Optical sensors such as cameras and lidar are a fundamental part of modern robotics platforms, but they suffer from a common flaw: transparent objects like glass containers tend to confuse them. That’s because most of the algorithms analyzing data from those sensors assume all surfaces are Lambertian, or that they reflect light evenly in all directions and from all angles. By contrast, transparent objects both refract and reflect light, rendering depth data invalid or full of noise.
In search of a solution, a team of Google researchers collaborated with Columbia University and Synthesis AI, a data generation platform for computer vision, to develop ClearGrasp. It’s an algorithm capable of estimating accurate 3D data of transparent objects from RGB images, and importantly one that works with inputs from any standard RGB camera, using AI to reconstruct the depth of transparent objects and generalize to objects unseen during training.
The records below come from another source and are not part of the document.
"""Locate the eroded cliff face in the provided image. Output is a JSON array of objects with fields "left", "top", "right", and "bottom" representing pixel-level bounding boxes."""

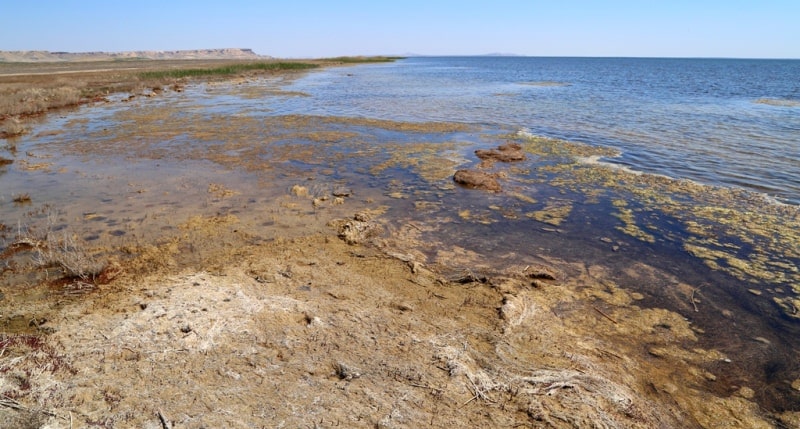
[{"left": 0, "top": 48, "right": 269, "bottom": 62}]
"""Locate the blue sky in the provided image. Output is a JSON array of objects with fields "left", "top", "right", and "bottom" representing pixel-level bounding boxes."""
[{"left": 0, "top": 0, "right": 800, "bottom": 58}]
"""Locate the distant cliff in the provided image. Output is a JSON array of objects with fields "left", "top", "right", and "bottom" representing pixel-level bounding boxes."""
[{"left": 0, "top": 48, "right": 269, "bottom": 63}]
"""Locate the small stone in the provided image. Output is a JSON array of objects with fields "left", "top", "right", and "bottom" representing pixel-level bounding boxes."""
[
  {"left": 333, "top": 188, "right": 353, "bottom": 197},
  {"left": 291, "top": 185, "right": 308, "bottom": 197},
  {"left": 753, "top": 337, "right": 772, "bottom": 345},
  {"left": 737, "top": 386, "right": 756, "bottom": 399}
]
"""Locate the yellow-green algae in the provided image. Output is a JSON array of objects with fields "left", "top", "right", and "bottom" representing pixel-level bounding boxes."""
[{"left": 509, "top": 133, "right": 800, "bottom": 318}]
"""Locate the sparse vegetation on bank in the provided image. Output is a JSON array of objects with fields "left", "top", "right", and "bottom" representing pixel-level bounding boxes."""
[
  {"left": 139, "top": 62, "right": 319, "bottom": 80},
  {"left": 328, "top": 56, "right": 405, "bottom": 64}
]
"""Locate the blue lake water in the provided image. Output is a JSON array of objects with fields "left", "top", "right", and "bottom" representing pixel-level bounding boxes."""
[
  {"left": 0, "top": 57, "right": 800, "bottom": 409},
  {"left": 276, "top": 57, "right": 800, "bottom": 204}
]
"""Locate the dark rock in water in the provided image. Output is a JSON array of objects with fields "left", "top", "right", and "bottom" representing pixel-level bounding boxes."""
[
  {"left": 453, "top": 170, "right": 502, "bottom": 192},
  {"left": 333, "top": 188, "right": 353, "bottom": 197},
  {"left": 475, "top": 143, "right": 525, "bottom": 162}
]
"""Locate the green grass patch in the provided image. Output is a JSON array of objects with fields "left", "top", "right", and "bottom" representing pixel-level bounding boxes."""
[
  {"left": 139, "top": 62, "right": 319, "bottom": 80},
  {"left": 327, "top": 56, "right": 405, "bottom": 63}
]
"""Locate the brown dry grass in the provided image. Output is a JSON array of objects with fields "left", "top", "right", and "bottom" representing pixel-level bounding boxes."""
[{"left": 0, "top": 56, "right": 341, "bottom": 120}]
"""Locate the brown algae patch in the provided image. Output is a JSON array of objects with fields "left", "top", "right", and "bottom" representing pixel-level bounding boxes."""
[
  {"left": 510, "top": 132, "right": 800, "bottom": 318},
  {"left": 369, "top": 142, "right": 466, "bottom": 183},
  {"left": 525, "top": 200, "right": 572, "bottom": 226},
  {"left": 612, "top": 200, "right": 656, "bottom": 243}
]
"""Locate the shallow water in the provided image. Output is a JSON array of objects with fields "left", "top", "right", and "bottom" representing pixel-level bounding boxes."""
[
  {"left": 276, "top": 57, "right": 800, "bottom": 204},
  {"left": 0, "top": 59, "right": 800, "bottom": 409}
]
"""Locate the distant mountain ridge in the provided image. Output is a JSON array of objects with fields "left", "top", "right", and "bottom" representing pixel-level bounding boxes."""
[{"left": 0, "top": 48, "right": 271, "bottom": 63}]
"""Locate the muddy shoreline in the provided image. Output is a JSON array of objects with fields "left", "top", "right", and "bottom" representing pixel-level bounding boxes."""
[{"left": 0, "top": 61, "right": 800, "bottom": 428}]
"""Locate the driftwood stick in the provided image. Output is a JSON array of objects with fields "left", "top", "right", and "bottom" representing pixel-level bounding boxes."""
[
  {"left": 158, "top": 409, "right": 172, "bottom": 429},
  {"left": 592, "top": 306, "right": 617, "bottom": 325}
]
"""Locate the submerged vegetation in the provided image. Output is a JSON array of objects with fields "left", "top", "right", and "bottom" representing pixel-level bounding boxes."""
[{"left": 139, "top": 62, "right": 319, "bottom": 80}]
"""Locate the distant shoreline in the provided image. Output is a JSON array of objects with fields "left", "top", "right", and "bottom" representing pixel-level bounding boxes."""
[{"left": 0, "top": 48, "right": 272, "bottom": 63}]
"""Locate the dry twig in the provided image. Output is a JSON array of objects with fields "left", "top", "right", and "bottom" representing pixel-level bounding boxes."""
[{"left": 592, "top": 306, "right": 617, "bottom": 325}]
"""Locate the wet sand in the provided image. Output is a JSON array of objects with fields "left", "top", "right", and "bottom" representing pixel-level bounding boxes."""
[{"left": 0, "top": 61, "right": 800, "bottom": 428}]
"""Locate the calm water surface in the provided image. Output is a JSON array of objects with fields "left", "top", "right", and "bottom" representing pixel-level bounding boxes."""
[
  {"left": 286, "top": 57, "right": 800, "bottom": 204},
  {"left": 0, "top": 57, "right": 800, "bottom": 409}
]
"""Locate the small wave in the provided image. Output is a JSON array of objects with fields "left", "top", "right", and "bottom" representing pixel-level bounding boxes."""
[
  {"left": 754, "top": 98, "right": 800, "bottom": 107},
  {"left": 520, "top": 80, "right": 571, "bottom": 87}
]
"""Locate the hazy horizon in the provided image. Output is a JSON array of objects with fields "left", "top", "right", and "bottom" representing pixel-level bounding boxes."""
[{"left": 0, "top": 0, "right": 800, "bottom": 59}]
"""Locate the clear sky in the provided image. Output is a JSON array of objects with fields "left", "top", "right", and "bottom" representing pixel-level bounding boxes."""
[{"left": 0, "top": 0, "right": 800, "bottom": 58}]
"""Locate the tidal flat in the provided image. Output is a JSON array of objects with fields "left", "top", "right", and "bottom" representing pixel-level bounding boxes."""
[{"left": 0, "top": 61, "right": 800, "bottom": 428}]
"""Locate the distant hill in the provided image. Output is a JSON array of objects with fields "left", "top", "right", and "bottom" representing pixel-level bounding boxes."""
[{"left": 0, "top": 48, "right": 270, "bottom": 63}]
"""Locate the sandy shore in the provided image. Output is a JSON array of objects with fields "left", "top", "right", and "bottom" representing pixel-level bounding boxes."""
[{"left": 0, "top": 60, "right": 800, "bottom": 428}]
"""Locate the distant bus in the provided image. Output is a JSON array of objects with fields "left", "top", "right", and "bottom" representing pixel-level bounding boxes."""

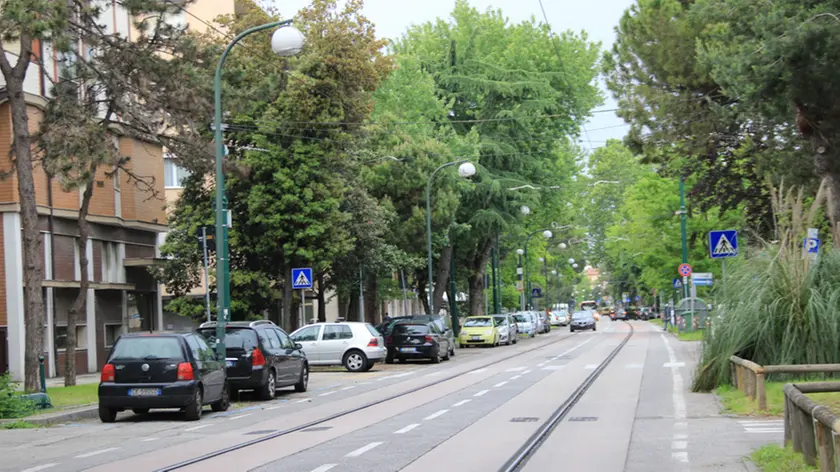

As the researchers note, training sophisticated AI models usually requires large data sets, and because no corpus of transparent objects existed, they created their own containing more than 50,000 photorealistic renders with corresponding depth, edges, surface normals (which represent the surface curvature), and more. Each image shows up to five transparent objects, either on a flat ground plane or inside a tote with various backgrounds and lighting. And a separate set of 286 real-world images with corresponding ground truth depth serves as a test set.
ClearGrasp comprises three machine learning algorithms in total: a network to estimate surface normals, one for occlusion boundaries (depth discontinuities), and one that masks transparent objects. This mask removes all pixels belonging to transparent objects so that the correct depths can be filled in, and so an optimization module can extend the surface’s depth using predicted surface normals to guide the reconstruction’s shape. (The predicted occlusion boundaries help to maintain separation between distinct objects.)
In experiments, the researchers trained the models on their custom data set, as well as real indoor scenes from the open-source Matterport3D and ScanNet corpora. They say that ClearGrasp managed to reconstruct depth for transparent objects with much higher fidelity than the baseline methods, and that its output depth could be directly used as input to manipulation algorithms that use images. When using a robot parallel-jaw gripper arm, the gripping success rate of transparent objects improved from 12% to 74%, and from 64% to 86% with suction.
“ClearGrasp can benefit robotic manipulation by incorporating it into our pick and place robot’s control system, where we observe significant improvements in the grasping success rate of transparent plastic objects,” wrote study coauthors Shreeyak Sajjan, a Synthesis AI research engineer, and Andy Zeng, a Google research scientist. “A promising direction for future work is improving the domain transfer to real-world images by generating renders with physically-correct caustics and surface imperfections such as fingerprints … Enabling machines to better sense transparent surfaces would not only improve safety, but could also open up a range of new interactions in unstructured applications — from robots handling kitchenware or sorting plastics for recycling, to navigating indoor environments or generating AR visualizations on glass tabletops.”